Cuando entro a una librería, y llego a los escaparates de los manuales y los mapas, pienso que alguien tendría que escribir una compasiva Guía para ir al cine. Ir a cine es, al fin y al cabo, un viaje como cualquiera, y, si no contamos con un plano detallado de lo que podemos encontrar en los múltiplex o las pequeñas salas de barrio, lo más probable es que corramos el riesgo de vivir una de las peores experiencias de nuestras vidas. La meta es no verse en la incómoda necesidad de salir, visiblemente ofendidos y bajo la mirada de los demás espectadores, de la oscuridad del teatro.
Pero, ¿cómo evitarlo?, ¿cómo ver la película correcta en el momento preciso?, ¿en dónde, cuándo, por qué, con qué ánimo y con quién ver una comedia gringa tontísima, un drama noruego lleno de preguntas, una malograda tragedia española? La Guíatendría todas las respuestas. Nos aconsejaría, para comenzar, fijarnos bien en el título original de la producción y compararlo con el que han elegido los traductores. Porque, si fuera por el nombre en español, todas las películas serían telenovelas o eslóganes de discotecas: la guía nos recordaría que a Monsters Ball la llamaron El pasado nos condena y a Bananas le pusieron La locura está de moda.

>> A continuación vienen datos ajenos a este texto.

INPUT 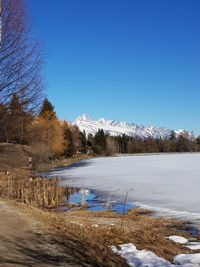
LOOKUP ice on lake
[50,153,200,225]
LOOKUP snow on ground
[168,238,188,244]
[111,243,200,267]
[186,242,200,250]
[174,253,200,267]
[47,153,200,225]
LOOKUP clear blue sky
[26,0,200,134]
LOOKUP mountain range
[73,114,192,139]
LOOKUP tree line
[0,0,200,161]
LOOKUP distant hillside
[0,143,29,172]
[74,114,192,139]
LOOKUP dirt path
[0,200,82,267]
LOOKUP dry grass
[0,169,66,208]
[15,203,192,266]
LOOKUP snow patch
[186,242,200,250]
[111,243,200,267]
[174,253,200,267]
[168,238,188,244]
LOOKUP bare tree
[0,0,42,111]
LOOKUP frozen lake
[48,153,200,225]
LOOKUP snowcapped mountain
[73,114,192,139]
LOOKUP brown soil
[0,199,127,267]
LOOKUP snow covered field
[50,153,200,225]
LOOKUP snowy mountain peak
[73,114,192,139]
[76,113,91,121]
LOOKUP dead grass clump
[0,170,65,207]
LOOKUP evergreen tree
[169,130,176,141]
[79,131,87,154]
[64,127,75,157]
[92,129,106,155]
[39,98,57,121]
[7,94,23,143]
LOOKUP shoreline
[45,155,200,229]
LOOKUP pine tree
[92,129,106,154]
[39,98,57,121]
[169,130,176,141]
[79,131,87,154]
[64,125,75,157]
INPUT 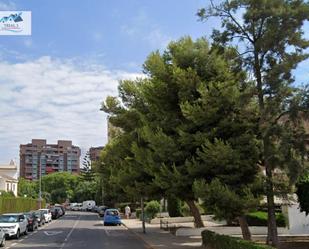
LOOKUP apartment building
[89,146,104,162]
[0,160,18,196]
[19,139,81,180]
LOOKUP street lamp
[39,158,42,209]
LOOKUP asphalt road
[5,212,149,249]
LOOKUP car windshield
[106,210,118,216]
[0,215,18,223]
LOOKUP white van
[82,200,95,211]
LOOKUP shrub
[167,196,182,217]
[246,211,286,227]
[181,202,191,216]
[135,208,142,219]
[202,230,274,249]
[145,201,160,219]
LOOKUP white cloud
[0,1,17,11]
[121,10,173,49]
[0,57,142,163]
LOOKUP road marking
[44,231,62,236]
[60,216,81,249]
[104,229,110,236]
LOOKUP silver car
[0,228,5,247]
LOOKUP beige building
[19,139,81,180]
[89,146,104,162]
[0,160,18,196]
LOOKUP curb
[122,222,156,249]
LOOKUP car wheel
[15,229,20,239]
[0,236,5,247]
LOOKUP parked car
[24,211,39,231]
[55,204,65,216]
[72,203,83,211]
[0,213,28,239]
[103,208,122,226]
[50,206,63,219]
[68,202,77,210]
[34,210,45,227]
[0,228,5,247]
[39,208,52,223]
[91,206,99,213]
[82,200,95,211]
[98,206,108,217]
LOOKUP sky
[0,0,309,164]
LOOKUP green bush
[202,230,273,249]
[167,196,182,217]
[0,197,46,214]
[135,208,142,219]
[181,202,191,217]
[145,201,160,219]
[246,211,286,227]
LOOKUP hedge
[202,230,274,249]
[0,197,46,214]
[246,211,286,227]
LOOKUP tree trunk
[186,200,204,228]
[238,215,251,240]
[266,163,279,248]
[254,49,279,247]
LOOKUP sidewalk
[122,219,202,249]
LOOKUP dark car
[55,204,65,216]
[103,208,122,226]
[34,210,45,227]
[50,206,63,220]
[98,206,108,217]
[25,212,39,231]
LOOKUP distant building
[89,146,104,162]
[107,117,122,142]
[19,139,80,180]
[0,160,19,180]
[0,160,18,196]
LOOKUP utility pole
[141,197,146,233]
[38,153,42,209]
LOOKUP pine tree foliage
[102,37,259,229]
[198,0,309,246]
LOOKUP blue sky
[0,0,308,164]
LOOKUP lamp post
[39,159,42,209]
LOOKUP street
[5,212,148,249]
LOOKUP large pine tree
[198,0,309,246]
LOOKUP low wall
[202,230,274,249]
[150,215,226,225]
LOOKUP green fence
[202,230,274,249]
[0,197,46,214]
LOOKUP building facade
[0,160,19,196]
[19,139,81,180]
[89,146,104,162]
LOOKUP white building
[0,160,18,196]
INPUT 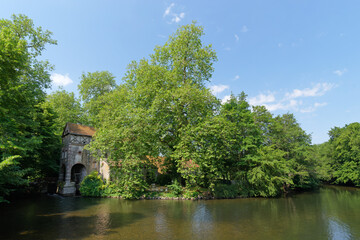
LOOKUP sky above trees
[0,0,360,143]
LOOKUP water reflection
[0,187,360,240]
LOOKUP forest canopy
[0,15,360,202]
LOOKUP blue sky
[0,0,360,143]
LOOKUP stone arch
[71,163,86,185]
[59,164,66,182]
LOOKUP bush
[167,179,182,197]
[213,184,240,198]
[80,171,105,197]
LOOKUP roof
[63,123,95,137]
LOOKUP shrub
[213,184,240,198]
[80,171,104,197]
[167,179,182,197]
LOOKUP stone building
[58,123,110,195]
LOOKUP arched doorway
[71,163,86,195]
[59,164,66,182]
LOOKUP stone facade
[58,123,110,196]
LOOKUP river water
[0,187,360,240]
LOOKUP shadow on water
[0,187,360,240]
[0,197,144,239]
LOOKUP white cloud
[334,68,347,77]
[300,102,327,113]
[249,83,335,113]
[171,12,185,23]
[234,34,239,42]
[221,95,231,104]
[163,3,175,17]
[241,25,249,33]
[50,73,73,86]
[286,83,335,99]
[210,84,229,95]
[249,93,275,106]
[163,3,185,23]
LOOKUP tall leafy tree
[44,89,86,134]
[93,24,218,198]
[329,122,360,186]
[269,114,318,189]
[0,15,56,202]
[78,71,116,126]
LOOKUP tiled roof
[64,123,95,137]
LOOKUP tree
[78,71,116,126]
[269,114,318,189]
[329,122,360,186]
[0,15,56,202]
[44,89,85,135]
[92,24,219,197]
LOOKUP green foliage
[0,156,28,203]
[247,146,293,197]
[212,184,240,198]
[44,89,84,135]
[112,159,148,199]
[167,179,183,197]
[0,15,60,200]
[329,122,360,186]
[78,71,116,126]
[80,171,104,197]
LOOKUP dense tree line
[313,122,360,187]
[80,24,318,198]
[0,15,360,202]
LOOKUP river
[0,186,360,240]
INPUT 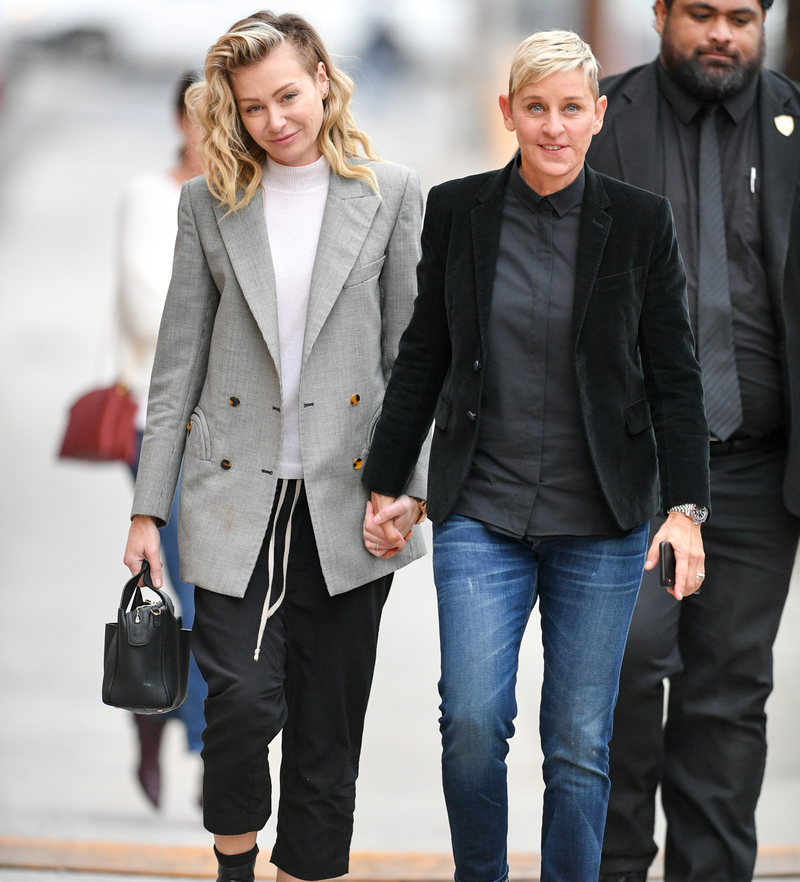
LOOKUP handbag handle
[119,558,175,615]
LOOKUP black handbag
[103,560,191,714]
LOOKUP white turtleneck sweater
[261,157,331,478]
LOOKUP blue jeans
[433,515,648,882]
[131,432,208,753]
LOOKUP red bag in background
[58,383,136,465]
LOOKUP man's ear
[499,95,516,132]
[653,0,669,37]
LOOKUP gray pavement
[0,51,800,868]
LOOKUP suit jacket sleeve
[132,184,219,526]
[376,172,430,499]
[639,198,710,509]
[363,182,450,497]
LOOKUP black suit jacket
[364,163,708,529]
[587,61,800,515]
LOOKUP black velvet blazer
[363,163,709,529]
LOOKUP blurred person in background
[118,73,207,807]
[587,0,800,882]
[364,31,708,882]
[125,12,426,882]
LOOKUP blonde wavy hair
[508,31,600,101]
[186,10,379,211]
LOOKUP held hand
[362,500,411,558]
[372,493,421,551]
[122,515,164,588]
[644,512,706,600]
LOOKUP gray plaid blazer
[133,162,427,597]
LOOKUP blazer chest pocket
[433,396,453,432]
[342,255,386,288]
[186,407,211,462]
[594,266,642,294]
[625,398,653,435]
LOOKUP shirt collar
[656,61,758,126]
[508,155,586,217]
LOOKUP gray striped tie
[697,105,742,441]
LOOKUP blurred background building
[0,0,800,868]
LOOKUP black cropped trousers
[601,446,800,882]
[192,482,392,880]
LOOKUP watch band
[667,502,708,525]
[409,496,428,526]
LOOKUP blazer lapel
[572,166,611,342]
[470,163,516,352]
[759,73,800,294]
[611,60,660,190]
[214,191,281,376]
[303,172,381,366]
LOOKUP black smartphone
[658,542,675,588]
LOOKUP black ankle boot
[214,845,258,882]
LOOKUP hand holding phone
[658,542,675,588]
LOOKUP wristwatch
[409,496,428,526]
[667,502,708,526]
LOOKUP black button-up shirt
[656,64,784,438]
[453,165,621,539]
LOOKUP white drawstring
[253,481,302,661]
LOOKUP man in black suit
[588,0,800,882]
[364,31,708,882]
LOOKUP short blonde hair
[186,10,378,211]
[508,31,600,101]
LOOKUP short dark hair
[664,0,775,12]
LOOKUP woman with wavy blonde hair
[187,12,378,211]
[125,12,426,882]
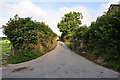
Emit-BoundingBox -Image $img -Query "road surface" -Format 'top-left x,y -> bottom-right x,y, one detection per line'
2,42 -> 118,78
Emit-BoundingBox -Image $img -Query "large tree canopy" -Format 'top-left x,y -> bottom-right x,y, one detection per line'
57,12 -> 83,40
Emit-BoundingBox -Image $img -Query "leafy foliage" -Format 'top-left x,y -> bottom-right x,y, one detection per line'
61,6 -> 120,71
57,12 -> 83,40
2,15 -> 57,63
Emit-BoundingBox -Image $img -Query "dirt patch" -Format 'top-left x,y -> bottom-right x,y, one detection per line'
12,67 -> 33,72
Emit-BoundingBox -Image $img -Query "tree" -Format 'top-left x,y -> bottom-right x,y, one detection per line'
2,15 -> 56,54
57,12 -> 83,39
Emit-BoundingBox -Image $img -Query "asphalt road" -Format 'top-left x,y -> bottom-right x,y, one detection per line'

Sí, esa sería la primera recomendación: si quiere saber a qué se expone, diría la Guía, averigüe el título original. Y después, cuando se entere de que Fin de semana de locos en realidad se llama Wonder Boys, lo mejor es que se fije en dónde la están proyectando. Porque si la presentan en esos viejos teatros de dos pisos, que montaron sobre las calles principales y hoy sobreviven contra todos los pronósticos, será una experiencia inolvidable. Allá no van los niños que se ríen en los pedazos equivocados, las quinceañeras que hacen guerra de crispetas en la oscuridad, los ingenieros industriales que no apagan los celulares y tratan de anticiparse a los diálogos en el idioma original del relato. Y si van, uno puede irse a otro puesto. O quejársele a su acompañante. No, no se debe ser frentero ni valiente en el cine: no se debe callar a los desconocidos ni pedirles, a los de adelante, que se agachen.
El acompañante es parte fundamental de la proyección. Ir a cine solo, en la tarde, es una deprimente prueba para los nervios. Pero quizás, como en el dicho popular, sea mejor que ir con un mal acompañante. En teoría, claro, sería preferible ir con alguien del sexo opuesto –porque no siempre se trata de ver la película-, pero en la práctica necesitamos a un amigo que en The Matrix se ría de esas escenas en cámara lenta y se niegue a considerar que hay serias teorías filosóficas en juego, a una persona que se burle con uno de la falsa profundidad de El lado oscuro del corazón, a un conocido que no se moleste si nos mostramos poco varoniles en las películas de horror. El acompañante es clave: ir con la mamá –o con una mujer llamada Lucía- a ver Lucía y el sexo es un error imperdonable.
¿Qué esperar de una película?, ¿cómo disfrutarla deprimidos?, ¿cómo saber si es mala?, ¿qué cara poner si no la entendemos?, ¿cómo enfrentarse a la hiriente luz del mundo cuando salimos del teatro? Todas las respuestas aparecerían en la Guía. La conclusión, en las últimas páginas, sería que se va a cine porque se tiene fe en los accidentes y se intuye la imposibilidad de planearlo todo. Lo dice Macon en The Accidental Tourist –que en español fue bautizada Un tropiezo llamado amor- cuando su esposa, Sarah, lo confronta: "nada puede planearse: las cosas sólo pasan".
Por eso, porque tratamos de hacer un paréntesis a la suma de los hechos, entramos a las librerías. Los libros nos preparan para el viaje. Los libros nos preparan para el cine.